The best sounding GM box sets were by Roland - the 55,88 & the daddy the ISA SCC-1.. in fact any of the devices bearing the 'sound canvas' logo adhere to all the basics for a GM device - that is all the instruments and drum sets are standardised and good quality. The issue is connecting them.. The boxed devices all needed horrible mini-din to midi leads, or something equally horrible - they were not bought by gamers at the time, but by musicians after a multi-timbral rompler, and the SCC-1 is an ISA card with mini-din breakouts at the back - but all of them would emulate and pass-thru MPU401 midi, which was nice.
The external 55 & 88 range were just more advanced versions of the MT32, and some have nice LCD displays and controls, while the '32 was dumb, and the sound set was a little bit lame. All of the GM standard included reverb and chorus, and each instrument/channel has it's own aux send for each effect, level controllable by a Midi CC, as was PAN and ch vol.
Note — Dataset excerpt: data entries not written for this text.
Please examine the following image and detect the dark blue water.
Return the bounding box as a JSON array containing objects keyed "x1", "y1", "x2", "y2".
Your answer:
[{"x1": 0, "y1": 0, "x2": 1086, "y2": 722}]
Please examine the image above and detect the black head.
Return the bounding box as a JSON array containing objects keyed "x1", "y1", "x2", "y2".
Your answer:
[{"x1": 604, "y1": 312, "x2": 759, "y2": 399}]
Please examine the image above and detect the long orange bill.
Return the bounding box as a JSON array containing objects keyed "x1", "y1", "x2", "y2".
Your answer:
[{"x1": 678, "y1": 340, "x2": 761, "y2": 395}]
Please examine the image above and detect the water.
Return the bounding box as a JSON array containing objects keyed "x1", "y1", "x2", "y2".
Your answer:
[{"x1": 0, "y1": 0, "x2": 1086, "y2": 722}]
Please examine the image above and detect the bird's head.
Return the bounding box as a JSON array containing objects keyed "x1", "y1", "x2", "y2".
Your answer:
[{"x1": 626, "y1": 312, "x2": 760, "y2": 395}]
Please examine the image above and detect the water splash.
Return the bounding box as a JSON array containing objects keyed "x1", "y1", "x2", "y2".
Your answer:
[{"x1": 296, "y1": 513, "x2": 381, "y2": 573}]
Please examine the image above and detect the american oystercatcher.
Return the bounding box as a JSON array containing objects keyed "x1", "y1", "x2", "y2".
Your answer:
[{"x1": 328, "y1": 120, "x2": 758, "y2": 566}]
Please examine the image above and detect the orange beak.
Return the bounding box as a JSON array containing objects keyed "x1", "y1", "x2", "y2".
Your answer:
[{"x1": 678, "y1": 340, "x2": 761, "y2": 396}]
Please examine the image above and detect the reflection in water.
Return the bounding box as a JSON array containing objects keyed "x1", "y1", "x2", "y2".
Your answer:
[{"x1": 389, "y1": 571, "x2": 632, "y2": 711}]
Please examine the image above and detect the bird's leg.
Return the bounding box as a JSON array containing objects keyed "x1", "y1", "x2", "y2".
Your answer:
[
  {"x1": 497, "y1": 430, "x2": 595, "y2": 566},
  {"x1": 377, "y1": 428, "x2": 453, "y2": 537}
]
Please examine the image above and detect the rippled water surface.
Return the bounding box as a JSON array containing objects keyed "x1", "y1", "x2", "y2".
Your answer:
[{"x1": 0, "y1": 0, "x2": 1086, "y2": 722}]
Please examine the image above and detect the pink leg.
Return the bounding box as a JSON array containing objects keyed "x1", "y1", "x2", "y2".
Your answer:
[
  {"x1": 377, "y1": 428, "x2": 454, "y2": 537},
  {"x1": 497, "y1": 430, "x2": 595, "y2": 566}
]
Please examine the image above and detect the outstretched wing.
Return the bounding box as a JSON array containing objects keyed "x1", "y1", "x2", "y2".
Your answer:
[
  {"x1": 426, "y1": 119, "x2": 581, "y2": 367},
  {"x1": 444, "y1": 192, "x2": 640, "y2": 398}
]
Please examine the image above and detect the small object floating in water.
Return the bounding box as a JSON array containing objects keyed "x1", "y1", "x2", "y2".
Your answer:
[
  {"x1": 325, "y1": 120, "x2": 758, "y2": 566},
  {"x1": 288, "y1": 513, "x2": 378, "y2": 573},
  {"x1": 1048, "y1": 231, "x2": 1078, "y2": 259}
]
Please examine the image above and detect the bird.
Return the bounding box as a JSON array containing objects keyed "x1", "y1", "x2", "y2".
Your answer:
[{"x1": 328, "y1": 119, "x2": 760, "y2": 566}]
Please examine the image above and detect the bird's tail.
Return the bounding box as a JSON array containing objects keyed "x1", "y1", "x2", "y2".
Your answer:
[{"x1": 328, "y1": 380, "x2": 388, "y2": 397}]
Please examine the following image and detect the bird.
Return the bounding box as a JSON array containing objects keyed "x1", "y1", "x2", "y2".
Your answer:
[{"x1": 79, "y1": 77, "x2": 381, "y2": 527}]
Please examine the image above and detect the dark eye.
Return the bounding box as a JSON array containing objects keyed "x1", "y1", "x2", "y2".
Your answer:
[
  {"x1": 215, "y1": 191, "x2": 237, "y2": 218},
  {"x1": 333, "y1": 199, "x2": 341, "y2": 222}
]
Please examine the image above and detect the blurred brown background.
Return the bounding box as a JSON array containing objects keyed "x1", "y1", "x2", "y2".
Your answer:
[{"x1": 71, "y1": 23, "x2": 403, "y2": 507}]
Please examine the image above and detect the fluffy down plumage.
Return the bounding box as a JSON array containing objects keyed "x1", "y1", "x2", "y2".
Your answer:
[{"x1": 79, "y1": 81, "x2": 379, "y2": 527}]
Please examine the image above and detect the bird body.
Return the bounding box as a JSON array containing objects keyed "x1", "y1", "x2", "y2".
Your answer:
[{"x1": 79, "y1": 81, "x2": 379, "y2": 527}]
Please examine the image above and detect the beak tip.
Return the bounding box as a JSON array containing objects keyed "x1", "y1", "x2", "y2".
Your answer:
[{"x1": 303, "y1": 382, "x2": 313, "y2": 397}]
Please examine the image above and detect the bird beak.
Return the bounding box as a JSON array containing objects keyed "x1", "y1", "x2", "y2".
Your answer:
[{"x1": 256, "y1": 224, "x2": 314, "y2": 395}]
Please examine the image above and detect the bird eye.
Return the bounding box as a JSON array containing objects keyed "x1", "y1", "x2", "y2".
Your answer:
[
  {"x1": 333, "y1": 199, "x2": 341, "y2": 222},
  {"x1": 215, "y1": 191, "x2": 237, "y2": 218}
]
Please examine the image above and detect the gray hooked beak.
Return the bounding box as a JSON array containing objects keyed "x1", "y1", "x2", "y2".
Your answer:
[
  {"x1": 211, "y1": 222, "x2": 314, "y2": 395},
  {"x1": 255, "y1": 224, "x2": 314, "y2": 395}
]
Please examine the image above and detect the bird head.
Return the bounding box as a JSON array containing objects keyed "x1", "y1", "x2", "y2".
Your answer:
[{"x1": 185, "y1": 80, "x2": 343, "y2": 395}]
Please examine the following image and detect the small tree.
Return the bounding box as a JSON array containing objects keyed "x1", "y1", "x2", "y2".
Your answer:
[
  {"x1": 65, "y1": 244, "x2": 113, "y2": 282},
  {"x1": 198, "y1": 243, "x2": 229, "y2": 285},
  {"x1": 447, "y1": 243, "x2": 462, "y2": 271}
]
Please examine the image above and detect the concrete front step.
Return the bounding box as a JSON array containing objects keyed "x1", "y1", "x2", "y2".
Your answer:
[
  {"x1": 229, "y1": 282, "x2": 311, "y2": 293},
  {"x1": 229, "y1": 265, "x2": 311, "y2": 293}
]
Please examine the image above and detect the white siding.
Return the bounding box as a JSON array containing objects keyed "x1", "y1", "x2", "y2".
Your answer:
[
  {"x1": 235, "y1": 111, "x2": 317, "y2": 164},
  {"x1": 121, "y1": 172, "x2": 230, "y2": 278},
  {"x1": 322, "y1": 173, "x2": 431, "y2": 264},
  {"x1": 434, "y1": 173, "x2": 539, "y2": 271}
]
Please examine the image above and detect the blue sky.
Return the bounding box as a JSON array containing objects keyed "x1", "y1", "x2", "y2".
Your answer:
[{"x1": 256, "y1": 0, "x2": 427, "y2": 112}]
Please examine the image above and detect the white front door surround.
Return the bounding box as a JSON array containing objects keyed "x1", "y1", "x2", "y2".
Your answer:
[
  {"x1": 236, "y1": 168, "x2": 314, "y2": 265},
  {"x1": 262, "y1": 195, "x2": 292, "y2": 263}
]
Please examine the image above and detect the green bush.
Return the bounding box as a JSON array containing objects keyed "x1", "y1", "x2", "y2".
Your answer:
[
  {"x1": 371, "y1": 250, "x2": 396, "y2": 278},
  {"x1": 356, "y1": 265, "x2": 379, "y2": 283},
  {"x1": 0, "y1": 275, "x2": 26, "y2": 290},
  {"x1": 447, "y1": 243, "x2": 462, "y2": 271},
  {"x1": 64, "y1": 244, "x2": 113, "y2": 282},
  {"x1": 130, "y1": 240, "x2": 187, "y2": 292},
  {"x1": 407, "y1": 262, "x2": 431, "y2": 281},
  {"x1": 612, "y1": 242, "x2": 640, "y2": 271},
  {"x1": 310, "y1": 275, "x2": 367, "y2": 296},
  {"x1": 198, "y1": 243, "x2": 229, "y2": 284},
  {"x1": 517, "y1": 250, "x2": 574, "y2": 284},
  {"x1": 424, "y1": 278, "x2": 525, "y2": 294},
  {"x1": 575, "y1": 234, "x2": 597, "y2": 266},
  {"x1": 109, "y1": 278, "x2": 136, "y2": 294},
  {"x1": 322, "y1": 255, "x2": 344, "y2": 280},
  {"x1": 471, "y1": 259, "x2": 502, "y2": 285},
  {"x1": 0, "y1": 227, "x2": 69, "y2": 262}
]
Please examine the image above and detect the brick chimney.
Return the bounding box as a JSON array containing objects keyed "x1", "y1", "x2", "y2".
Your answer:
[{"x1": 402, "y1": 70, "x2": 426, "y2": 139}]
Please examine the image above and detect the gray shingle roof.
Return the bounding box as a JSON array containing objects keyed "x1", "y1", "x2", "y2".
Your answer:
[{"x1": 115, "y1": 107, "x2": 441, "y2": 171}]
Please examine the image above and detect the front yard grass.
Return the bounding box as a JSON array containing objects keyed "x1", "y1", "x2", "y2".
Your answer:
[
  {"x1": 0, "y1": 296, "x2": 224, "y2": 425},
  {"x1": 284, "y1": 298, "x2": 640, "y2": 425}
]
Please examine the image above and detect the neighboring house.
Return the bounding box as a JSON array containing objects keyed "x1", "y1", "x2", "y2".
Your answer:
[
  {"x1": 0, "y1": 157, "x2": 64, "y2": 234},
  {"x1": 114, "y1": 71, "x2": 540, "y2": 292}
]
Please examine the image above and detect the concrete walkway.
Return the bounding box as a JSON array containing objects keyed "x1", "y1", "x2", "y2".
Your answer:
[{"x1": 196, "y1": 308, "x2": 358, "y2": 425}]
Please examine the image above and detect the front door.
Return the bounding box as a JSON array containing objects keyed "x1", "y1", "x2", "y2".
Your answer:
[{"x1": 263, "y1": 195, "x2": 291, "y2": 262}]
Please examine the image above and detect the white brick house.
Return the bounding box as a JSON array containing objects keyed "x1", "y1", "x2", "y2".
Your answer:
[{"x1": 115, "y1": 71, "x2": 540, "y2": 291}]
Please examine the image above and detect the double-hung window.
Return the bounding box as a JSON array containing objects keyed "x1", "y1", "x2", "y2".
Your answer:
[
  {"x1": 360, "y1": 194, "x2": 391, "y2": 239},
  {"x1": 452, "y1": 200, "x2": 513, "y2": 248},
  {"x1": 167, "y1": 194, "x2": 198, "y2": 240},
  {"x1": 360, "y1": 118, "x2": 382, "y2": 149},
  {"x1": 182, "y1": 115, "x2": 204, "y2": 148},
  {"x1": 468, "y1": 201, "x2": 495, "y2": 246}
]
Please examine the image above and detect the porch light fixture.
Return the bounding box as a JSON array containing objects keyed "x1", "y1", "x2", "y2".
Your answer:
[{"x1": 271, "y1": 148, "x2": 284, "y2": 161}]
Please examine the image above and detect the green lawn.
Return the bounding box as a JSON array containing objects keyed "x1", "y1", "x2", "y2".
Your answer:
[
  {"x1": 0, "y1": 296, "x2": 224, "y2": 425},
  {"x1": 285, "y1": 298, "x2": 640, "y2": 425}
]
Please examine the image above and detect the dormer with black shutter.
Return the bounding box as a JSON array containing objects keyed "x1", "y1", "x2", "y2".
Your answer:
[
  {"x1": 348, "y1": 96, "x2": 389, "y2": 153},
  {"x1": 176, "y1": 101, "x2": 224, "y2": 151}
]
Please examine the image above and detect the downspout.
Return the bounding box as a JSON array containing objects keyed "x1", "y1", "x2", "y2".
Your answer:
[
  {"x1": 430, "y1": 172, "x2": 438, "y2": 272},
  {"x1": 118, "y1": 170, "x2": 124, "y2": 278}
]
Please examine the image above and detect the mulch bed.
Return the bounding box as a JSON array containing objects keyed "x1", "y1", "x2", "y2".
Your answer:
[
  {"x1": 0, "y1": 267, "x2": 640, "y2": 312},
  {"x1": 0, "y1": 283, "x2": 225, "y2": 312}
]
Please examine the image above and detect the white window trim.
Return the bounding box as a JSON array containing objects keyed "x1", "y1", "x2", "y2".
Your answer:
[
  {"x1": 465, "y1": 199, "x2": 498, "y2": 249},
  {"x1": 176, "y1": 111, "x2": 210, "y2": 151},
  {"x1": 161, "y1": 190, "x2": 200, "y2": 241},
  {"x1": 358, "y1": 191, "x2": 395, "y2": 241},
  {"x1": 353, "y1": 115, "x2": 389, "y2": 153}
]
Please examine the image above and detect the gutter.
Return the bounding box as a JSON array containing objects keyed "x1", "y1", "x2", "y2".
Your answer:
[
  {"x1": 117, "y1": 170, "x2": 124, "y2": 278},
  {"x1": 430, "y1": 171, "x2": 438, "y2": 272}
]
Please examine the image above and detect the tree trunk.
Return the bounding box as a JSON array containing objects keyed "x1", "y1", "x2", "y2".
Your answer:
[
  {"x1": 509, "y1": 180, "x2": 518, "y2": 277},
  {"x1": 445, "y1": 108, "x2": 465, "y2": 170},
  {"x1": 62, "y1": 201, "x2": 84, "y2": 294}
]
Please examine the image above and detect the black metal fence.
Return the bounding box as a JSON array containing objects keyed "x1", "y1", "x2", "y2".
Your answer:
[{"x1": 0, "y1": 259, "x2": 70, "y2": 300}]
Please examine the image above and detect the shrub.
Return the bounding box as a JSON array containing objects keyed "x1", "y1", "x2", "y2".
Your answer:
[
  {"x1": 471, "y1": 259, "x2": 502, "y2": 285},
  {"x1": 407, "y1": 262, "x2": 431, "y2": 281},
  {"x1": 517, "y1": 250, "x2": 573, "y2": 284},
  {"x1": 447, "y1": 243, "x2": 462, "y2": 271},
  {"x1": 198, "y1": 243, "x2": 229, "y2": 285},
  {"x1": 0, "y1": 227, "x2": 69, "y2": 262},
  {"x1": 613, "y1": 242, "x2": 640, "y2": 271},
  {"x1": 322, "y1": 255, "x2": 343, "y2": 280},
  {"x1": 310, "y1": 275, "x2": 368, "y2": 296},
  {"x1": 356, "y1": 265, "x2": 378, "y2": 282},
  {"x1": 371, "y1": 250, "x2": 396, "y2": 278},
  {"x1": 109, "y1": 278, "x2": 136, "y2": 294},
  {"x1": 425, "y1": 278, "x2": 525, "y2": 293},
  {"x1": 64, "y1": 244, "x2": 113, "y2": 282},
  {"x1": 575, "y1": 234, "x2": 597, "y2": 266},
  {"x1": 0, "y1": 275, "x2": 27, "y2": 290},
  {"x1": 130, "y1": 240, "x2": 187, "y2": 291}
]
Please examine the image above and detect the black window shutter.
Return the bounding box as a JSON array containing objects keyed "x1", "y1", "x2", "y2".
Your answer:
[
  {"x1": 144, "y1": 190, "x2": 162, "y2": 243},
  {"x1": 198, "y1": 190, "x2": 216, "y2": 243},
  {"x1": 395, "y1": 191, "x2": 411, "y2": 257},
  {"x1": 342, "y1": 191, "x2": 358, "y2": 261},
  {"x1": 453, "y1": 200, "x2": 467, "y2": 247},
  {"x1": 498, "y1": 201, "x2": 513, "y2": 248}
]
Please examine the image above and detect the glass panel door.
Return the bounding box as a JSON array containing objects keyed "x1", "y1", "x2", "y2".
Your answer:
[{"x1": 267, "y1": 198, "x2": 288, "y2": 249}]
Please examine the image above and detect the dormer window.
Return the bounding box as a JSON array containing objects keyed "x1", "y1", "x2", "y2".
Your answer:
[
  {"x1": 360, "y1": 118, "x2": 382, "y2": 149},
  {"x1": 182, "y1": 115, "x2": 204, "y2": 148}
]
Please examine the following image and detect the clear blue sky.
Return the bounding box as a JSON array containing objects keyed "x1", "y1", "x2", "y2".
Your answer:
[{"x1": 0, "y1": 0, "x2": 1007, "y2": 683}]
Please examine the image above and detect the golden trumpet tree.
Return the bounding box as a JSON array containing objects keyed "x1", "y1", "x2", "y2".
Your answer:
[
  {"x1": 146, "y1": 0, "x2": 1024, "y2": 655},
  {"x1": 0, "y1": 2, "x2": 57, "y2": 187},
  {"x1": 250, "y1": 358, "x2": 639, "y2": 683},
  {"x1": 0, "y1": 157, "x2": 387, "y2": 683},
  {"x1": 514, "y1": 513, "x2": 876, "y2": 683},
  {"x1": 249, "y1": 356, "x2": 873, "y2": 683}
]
All these were instant, and had no 'zipper' artifacts, so in code you could shimmer from left to right at a ferocious rate, and could pick out individual notes and drum hits, and plunge them into reverb or chorus, while panning, and taking advantage of any extra modulation available in the patch - some had aftertouch, mod wheel etc. available to change the sound, all the sounds were velocity sensitive, some just for dynamics, some (like the piano patches) would x-fade samples. You could also switch sounds without 'clicking' during a pattern, so You were able to build massive soundscapes using all the voices available, but with endless combinations of tones per instant. 'midi code' could make use of a resolution of 192ppq - that's a shed load of events to play with, and although the bandwidth of midi is pretty poor by today's standards, it was very hard to run out of slots - tracker this was not!
GM became a standard on many instruments, just as a way of laying out patches - so Pianos first, Drums default to channel 10 etc. and most workstation devices in the late 80's and the 90's had at least one GM bank on board - all of these instruments could be used to score a DOS game, if You selected the GM bank on the channels used in the game. You do NOT need a sound canvass or any GM compatible box, all you need is a midi port in the machine, as all the GM devices in the dos days pretended to me MPU401 interfaces. Just use the midi out and send it to Your choice of machine! For the 'Deluxe experience' pick up an EMU Proteus, it was one of the last multi-timbral monsters that could spoof a GM set, and it's waveforms are top of the range sexy, and they are cheap now. Forget low-res samples and fizzy drum hits, use an orchestra!!